Astronomy

The astronaut trade

The astronaut trade

How do you get to astronaut? What requirements do you have to have to be chosen as the protagonist of an orbital or even planetary mission? It was difficult to answer these questions when NASA, in the now distant 1959, invited the American army to provide the first astronaut candidates. Experience was lacking, precedents were missing: the only astronauts were those described in the science fiction books or in the flash strips Gordon and Buck Rogers.

In the difficult search for the right men to be the first to go to space, NASA kept in mind some essential characteristics to guarantee their space aptitude: a technical degree, a long experience as a pilot of military aircraft and a not very tall stature that allowed to enter the small cabin of the Mercury capsule. More than 500 men were qualified, who underwent technical and psychological tests by a specialized medical staff. Finally, many candidates were eliminated and others decided not to continue.

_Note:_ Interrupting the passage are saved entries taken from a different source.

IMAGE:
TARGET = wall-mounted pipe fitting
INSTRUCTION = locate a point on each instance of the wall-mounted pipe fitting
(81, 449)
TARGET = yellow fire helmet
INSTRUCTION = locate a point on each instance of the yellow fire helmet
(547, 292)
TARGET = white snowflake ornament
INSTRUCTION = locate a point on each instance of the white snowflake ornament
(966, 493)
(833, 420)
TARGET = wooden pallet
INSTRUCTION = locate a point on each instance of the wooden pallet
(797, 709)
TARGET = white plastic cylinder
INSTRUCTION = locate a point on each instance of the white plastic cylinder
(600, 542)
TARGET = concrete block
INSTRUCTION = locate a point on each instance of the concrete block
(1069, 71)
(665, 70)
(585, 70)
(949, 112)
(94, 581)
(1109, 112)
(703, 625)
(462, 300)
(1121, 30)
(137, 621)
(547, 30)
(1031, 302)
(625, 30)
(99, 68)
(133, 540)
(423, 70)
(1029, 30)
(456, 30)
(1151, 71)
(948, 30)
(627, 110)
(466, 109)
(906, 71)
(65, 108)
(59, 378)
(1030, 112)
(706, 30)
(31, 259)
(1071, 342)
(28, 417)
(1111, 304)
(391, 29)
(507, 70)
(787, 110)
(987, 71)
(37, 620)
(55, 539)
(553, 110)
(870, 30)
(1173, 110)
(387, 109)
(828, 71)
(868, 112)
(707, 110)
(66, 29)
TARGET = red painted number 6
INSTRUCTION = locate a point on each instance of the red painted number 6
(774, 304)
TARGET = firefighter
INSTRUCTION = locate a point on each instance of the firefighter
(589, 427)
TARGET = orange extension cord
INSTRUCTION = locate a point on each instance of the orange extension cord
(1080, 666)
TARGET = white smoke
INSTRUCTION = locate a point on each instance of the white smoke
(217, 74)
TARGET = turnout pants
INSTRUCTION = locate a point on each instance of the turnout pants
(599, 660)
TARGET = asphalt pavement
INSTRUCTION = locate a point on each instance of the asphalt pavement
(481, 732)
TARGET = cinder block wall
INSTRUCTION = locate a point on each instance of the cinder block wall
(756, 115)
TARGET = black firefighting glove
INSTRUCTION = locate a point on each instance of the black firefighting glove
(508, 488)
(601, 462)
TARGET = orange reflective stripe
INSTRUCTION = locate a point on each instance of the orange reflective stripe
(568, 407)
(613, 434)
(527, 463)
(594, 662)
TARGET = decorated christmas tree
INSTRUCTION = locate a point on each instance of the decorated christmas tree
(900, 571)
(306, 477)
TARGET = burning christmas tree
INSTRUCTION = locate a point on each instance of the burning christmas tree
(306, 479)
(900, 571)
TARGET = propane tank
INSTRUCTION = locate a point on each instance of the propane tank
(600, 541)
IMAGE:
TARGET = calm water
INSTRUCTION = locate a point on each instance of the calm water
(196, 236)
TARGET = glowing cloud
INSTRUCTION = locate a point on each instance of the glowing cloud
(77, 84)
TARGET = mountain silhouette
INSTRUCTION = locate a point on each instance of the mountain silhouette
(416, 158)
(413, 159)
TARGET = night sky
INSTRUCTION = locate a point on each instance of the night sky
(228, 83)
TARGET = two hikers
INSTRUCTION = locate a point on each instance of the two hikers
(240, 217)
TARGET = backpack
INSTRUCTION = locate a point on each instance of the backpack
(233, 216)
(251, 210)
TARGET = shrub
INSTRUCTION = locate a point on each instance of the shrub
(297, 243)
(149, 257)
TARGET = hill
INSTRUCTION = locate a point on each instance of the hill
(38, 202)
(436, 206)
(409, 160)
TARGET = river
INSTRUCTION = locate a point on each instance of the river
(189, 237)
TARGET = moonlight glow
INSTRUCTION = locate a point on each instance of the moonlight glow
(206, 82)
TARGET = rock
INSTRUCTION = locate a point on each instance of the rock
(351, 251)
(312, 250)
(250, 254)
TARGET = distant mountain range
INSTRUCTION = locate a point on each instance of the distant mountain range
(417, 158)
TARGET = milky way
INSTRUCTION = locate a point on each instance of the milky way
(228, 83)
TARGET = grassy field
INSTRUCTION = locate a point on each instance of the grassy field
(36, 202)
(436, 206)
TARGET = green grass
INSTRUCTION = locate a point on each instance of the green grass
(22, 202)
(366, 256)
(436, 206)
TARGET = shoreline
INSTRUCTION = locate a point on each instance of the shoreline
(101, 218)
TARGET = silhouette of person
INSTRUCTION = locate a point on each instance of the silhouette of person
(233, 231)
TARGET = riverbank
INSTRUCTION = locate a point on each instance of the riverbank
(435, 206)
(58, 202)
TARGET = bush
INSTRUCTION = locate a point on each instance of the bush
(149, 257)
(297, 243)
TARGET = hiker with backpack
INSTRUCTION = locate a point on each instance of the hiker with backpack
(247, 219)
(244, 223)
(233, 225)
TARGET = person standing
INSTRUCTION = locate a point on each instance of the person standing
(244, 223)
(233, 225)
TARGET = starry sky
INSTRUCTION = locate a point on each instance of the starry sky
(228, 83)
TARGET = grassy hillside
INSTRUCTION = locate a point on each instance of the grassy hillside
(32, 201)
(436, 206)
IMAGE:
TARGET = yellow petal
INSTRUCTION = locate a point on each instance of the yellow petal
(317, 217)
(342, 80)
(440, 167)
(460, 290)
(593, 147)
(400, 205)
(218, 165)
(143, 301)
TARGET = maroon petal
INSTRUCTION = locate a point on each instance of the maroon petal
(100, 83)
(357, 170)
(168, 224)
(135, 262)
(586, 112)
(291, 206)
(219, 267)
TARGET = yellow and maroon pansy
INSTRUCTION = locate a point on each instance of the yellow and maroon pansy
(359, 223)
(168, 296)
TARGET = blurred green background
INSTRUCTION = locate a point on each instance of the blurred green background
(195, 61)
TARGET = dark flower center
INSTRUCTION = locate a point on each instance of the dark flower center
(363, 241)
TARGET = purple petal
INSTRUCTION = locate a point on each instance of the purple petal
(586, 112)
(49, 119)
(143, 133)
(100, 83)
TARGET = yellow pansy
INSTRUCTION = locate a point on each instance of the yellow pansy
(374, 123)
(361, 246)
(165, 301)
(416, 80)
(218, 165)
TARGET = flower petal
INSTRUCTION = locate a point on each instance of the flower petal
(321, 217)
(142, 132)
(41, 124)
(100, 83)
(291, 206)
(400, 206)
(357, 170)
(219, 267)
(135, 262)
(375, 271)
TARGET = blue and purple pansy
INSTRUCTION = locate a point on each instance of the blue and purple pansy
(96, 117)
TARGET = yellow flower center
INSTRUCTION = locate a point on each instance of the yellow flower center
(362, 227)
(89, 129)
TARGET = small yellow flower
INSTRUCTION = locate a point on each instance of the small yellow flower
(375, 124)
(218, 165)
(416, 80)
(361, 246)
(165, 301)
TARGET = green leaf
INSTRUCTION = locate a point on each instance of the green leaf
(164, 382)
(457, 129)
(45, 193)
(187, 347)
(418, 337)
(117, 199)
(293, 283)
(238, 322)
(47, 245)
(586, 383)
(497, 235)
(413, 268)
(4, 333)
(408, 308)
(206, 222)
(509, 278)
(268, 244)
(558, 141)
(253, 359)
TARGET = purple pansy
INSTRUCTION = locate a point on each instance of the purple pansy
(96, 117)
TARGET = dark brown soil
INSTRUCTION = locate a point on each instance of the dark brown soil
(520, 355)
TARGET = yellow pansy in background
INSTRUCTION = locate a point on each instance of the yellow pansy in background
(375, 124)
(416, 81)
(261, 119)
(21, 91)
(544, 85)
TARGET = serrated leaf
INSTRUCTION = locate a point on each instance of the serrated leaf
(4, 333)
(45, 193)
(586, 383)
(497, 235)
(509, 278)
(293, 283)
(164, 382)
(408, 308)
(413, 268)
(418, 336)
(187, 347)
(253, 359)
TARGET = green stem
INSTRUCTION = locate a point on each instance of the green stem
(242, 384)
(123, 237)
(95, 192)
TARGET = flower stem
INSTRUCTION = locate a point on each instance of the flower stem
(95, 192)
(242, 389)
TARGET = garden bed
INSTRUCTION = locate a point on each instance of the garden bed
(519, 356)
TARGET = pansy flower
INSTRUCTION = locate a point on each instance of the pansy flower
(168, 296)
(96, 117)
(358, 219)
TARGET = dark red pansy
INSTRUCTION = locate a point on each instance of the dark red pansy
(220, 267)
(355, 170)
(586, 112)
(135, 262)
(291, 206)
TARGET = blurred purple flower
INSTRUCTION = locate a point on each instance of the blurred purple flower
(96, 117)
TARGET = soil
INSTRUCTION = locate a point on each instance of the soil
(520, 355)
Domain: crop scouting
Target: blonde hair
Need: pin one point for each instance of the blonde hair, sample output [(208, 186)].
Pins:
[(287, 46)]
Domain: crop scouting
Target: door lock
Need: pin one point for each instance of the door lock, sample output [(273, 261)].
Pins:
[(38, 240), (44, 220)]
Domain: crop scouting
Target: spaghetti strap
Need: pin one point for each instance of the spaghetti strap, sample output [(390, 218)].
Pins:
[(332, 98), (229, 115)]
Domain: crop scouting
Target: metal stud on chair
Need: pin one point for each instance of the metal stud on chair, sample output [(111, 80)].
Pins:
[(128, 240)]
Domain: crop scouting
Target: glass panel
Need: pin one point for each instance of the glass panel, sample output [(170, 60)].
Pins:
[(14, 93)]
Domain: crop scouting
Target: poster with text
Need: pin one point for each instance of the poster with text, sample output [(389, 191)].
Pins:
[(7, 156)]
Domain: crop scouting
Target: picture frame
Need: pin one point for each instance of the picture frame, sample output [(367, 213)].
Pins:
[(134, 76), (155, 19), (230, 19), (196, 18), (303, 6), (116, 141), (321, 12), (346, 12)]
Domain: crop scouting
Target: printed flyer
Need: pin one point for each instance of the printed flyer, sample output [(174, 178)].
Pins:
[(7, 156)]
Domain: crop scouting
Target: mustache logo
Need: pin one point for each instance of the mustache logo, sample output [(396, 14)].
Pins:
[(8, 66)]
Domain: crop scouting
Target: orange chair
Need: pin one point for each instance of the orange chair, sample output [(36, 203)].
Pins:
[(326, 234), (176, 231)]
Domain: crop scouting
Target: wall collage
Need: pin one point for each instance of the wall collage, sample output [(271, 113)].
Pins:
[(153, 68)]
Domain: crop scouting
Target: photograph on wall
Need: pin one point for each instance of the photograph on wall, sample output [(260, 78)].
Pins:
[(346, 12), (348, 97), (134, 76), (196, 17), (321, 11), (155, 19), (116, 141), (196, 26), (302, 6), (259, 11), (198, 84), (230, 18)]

Those who survived were seven: M. Scott Carpenter, Gordon Cooper, Virgil Grissom, Donald Slayton, John Glenn, Walter Schirra, Alan Shepard. Each of them flew in a Mercury capsule, with the exception of Slayton who remained on the ground because his heart conditions were not satisfactory. However, Slayton rejoined in 1975, participating in the Apollo-Soyuz mission.

Naturally, this first batch of astronauts followed others that NASA has selected in the following years for the Gemini, Apollo and Shuttle programs. Substantially, the requirements demanded of the first astronauts have not changed until today, although the Space Shuttle in particular has lowered the age to thirty-five years. It is not essential to belong to the army, the height should not be strictly low and, novelty, women have been part of the selection of candidates for orbital missions.

However, the training program remains as hard and exhausting as in the early stages. Substantially, when you are chosen to be an astronaut, it is like returning to the school benches: despite the degree already acquired, candidates must study math, meteorology, astronomy, physics again, become familiar with computers and study space navigation.

However, physical training represents the toughest obstacle. To accustom astronauts first of all to the absence of gravity that they will find in space, they begin to train them on board an airplane, a properly modified C-135 inside, where the absence of gravity is artificially recreated for periods longer than half a minute During times of zero gravity, astronauts must practice various types of activity, manipulate devices, eat and drink. And it is not easy to train to eat and drink in the absence of gravity.

In John Glenn's time it was obvious with a tube similar to that of toothpaste, in which food was contained precisely in paste. Instead, on board the Shuttle, space technology allows the miracle of a true rehydrated freeze-dried meal at the time of consumption.

The training of astronauts is obviously much more complex than described so far: for longer exercises in simulated weightless conditions, a special pool is used, where astronauts can train even with the space shuttle model. The daily manipulations in flight simulators and specialization courses with computers are not lacking afterwards. And it is that computing has taken an important role, as in many other aspects of our lives.